When I think about it now, the comedy darkens. The ore I age, the more something tragic makes its presence felt, the sense of a bitter nostalgia at the core of all things: the idea of wanting to do something magnanimous for people who ask for nothing and are in need of nothing; the idea of a sacrifice reduced to a risible and secret simulacrum; the idea that the object of desire has nothing to do with desire itself; the idea that fulfilment of the desire never satisfies it, nor does it make it disappear, and that in the midst of all the things longed for desire survives in us, dwindling into remorse and regret.

Our collection includes stories of hunting and large mythical cats, people with the profession of making others redundant, mixed with nature, the idea that it is larger than mankind itself. A tale of a botched illegal immigration from Canada into Detroit with a Costa Rican girl, a story that involved goons, cocaine, alcohol and not a lot of planning or money – it is the story of América.

Antigonish is a story of ceaseless travel and the pursuit of nowhere, somewhere:

America’s a bad idea that’s come a long way. I’ve always thought that, but it doesn’t paint a very good picture.
I should have said: America’s a bad idea that has gone every which way. An idea that’s spawned endless roads leading nowhere, roads paved in asphalt or pounded into the earth or laid out with gravel and sand, and you can cruise them for hours to find pretty much zilch at the other end, a pile of wood, metal, bricks, and an old guy on his feet in the middle of the road, asking:
“Will you goddam well tell me what the hell you’re doing around here?”
America is full of lost roads and places that really don’t want anyone to get there. It took fools to make these roads and fools to live at the end of them, and there’s no end of fools, but me, I’m another kind of fool, one of those who tries to reinvent history, pushing on to the very last road, and the very last god-forsaken destination.
I’m sure they’ve made a much more welcoming road not, with scenic walks and lookouts and all that stuff, but in those days, driving the Cabot Trail at night in the middle of a storm was a crazy idea. The guy at the Cape North gas bar had been polite enough not to say anything. He’d only said, “Drive fifteen, twenty miles an hour, no more, and God willing, you’ll get to the other end.”

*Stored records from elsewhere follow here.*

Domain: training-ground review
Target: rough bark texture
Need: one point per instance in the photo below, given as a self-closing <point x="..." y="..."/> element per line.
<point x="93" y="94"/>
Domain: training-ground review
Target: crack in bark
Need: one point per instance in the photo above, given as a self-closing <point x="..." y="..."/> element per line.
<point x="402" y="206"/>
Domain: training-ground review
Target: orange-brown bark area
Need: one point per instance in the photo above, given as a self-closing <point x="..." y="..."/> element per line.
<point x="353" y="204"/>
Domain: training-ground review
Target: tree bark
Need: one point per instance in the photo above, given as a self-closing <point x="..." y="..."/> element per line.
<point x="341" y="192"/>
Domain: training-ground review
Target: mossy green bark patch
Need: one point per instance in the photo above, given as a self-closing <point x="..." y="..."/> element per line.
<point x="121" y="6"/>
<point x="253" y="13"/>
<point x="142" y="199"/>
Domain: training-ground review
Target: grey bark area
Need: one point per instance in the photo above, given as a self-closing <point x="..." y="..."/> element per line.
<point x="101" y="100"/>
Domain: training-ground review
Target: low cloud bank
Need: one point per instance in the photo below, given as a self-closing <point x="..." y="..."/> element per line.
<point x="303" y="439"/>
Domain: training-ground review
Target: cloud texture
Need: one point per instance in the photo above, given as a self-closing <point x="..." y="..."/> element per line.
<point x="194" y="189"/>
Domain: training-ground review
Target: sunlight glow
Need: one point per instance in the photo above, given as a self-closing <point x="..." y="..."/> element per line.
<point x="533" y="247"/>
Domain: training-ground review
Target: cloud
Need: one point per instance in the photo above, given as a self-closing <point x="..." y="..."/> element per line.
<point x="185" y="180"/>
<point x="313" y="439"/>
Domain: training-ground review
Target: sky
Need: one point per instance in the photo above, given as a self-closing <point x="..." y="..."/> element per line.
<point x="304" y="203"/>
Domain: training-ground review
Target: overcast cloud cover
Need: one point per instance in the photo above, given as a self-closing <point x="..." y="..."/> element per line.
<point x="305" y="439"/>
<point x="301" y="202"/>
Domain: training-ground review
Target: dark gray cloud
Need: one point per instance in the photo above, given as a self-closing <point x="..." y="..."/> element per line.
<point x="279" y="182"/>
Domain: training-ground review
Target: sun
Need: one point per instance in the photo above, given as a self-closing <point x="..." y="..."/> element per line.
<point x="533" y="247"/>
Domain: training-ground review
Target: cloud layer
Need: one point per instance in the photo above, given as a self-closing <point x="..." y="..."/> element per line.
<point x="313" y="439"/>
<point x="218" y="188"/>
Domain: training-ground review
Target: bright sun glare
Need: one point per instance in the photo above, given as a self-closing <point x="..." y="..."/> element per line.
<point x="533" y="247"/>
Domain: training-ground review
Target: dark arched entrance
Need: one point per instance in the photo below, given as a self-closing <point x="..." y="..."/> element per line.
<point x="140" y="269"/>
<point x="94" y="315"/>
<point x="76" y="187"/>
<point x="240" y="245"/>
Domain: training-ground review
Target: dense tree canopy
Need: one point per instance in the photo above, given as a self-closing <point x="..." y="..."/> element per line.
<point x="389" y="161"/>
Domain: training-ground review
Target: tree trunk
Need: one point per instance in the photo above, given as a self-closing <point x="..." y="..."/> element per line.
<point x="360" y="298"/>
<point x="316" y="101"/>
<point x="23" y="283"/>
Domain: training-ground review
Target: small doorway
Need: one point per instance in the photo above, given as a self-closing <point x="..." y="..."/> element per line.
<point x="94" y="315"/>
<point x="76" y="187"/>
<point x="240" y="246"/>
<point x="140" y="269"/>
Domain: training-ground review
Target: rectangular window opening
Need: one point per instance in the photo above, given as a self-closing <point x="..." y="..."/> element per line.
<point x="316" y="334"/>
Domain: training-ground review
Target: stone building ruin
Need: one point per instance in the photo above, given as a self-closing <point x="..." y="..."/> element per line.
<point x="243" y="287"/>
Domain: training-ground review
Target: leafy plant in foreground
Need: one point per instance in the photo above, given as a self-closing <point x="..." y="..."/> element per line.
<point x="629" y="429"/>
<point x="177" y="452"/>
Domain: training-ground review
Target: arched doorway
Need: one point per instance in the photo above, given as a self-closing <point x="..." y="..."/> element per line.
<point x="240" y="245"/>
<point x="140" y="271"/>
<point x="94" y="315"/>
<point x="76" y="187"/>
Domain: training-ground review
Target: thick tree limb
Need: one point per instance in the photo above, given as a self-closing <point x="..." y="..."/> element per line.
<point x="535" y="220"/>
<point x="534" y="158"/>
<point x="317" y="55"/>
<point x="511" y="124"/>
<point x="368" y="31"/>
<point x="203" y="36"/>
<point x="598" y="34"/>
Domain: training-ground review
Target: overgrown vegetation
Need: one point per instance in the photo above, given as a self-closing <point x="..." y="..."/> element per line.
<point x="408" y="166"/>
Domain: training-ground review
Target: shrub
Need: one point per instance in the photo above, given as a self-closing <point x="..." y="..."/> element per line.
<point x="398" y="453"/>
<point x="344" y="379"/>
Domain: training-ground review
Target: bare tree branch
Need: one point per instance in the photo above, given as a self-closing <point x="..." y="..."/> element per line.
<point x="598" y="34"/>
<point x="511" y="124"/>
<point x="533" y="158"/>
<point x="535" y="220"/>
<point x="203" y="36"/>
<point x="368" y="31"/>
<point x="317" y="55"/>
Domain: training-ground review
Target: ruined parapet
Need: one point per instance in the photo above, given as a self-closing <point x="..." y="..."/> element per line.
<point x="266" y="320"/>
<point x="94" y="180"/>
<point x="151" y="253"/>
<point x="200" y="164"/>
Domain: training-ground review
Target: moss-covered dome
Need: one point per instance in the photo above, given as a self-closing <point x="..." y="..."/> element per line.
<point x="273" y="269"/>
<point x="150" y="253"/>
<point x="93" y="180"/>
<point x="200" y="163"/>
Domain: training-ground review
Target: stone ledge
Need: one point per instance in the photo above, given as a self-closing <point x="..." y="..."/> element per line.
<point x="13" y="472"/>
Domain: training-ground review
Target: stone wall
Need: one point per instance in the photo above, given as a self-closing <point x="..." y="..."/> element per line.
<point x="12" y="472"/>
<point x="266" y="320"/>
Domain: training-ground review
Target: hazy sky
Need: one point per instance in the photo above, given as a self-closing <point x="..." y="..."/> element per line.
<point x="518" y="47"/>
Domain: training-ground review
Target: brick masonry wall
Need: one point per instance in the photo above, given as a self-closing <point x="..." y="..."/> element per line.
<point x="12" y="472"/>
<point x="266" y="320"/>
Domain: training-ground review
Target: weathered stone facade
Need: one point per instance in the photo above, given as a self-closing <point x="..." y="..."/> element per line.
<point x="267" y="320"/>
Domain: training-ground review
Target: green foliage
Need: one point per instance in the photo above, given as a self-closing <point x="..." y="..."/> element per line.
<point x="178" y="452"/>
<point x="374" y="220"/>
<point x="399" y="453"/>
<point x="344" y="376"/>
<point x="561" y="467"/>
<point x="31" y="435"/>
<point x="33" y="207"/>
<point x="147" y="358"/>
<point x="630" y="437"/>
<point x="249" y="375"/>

With hints of the two Davids; Cronenberg, Lynch but with a distinctive small town voice that allows the tales to dribble unknown into your consciousness, this is a haunting collection, one that will slowly infiltrate your memory, just like living in a settlement on the fringes, these tales float on the fringes of your mind.

The story “A mirror in the mirror” tells the moving and haunting tale of a woman living in her deceased parent’s home, her husband away in Montreal, she lingers in the home and surrounds, not seeking an outside connection through to the tale “Jigai” the story of a woman who “came from the ends of the earth with pebbles in her pockets” and practices ritual body mutilation on the women of the surrounding areas, all with their permission of course.

Later in the collection there becomes a shift to the very personal “The Centre of Leisure and Forgetfulness, Arvida II” a further account of the writer’s upbringing, family, his memories of Arvida; “there was nothing more Arvidian that to forget Arvida itself.” Which clearly our writer has not done! The continuing meta-fiction ends the collection with “Madeleines, Arvida III” a wonderfully personal story of how Archibald became a writer, how to tell stories (or not tell stories) and a circular reference to the beginning of the collection, and the opening lines.


The publisher Biblioasis says they are “committed to the idea that translations must come from the margins of linguistics cultures as well as from the power centres” and this is a collection for the margins, a brilliant travel into small town Canada. A work that will linger with me for quite sometime and one that I believe will be among the discussions when the Best Translated Book Award judges sit down to formulate their longlist.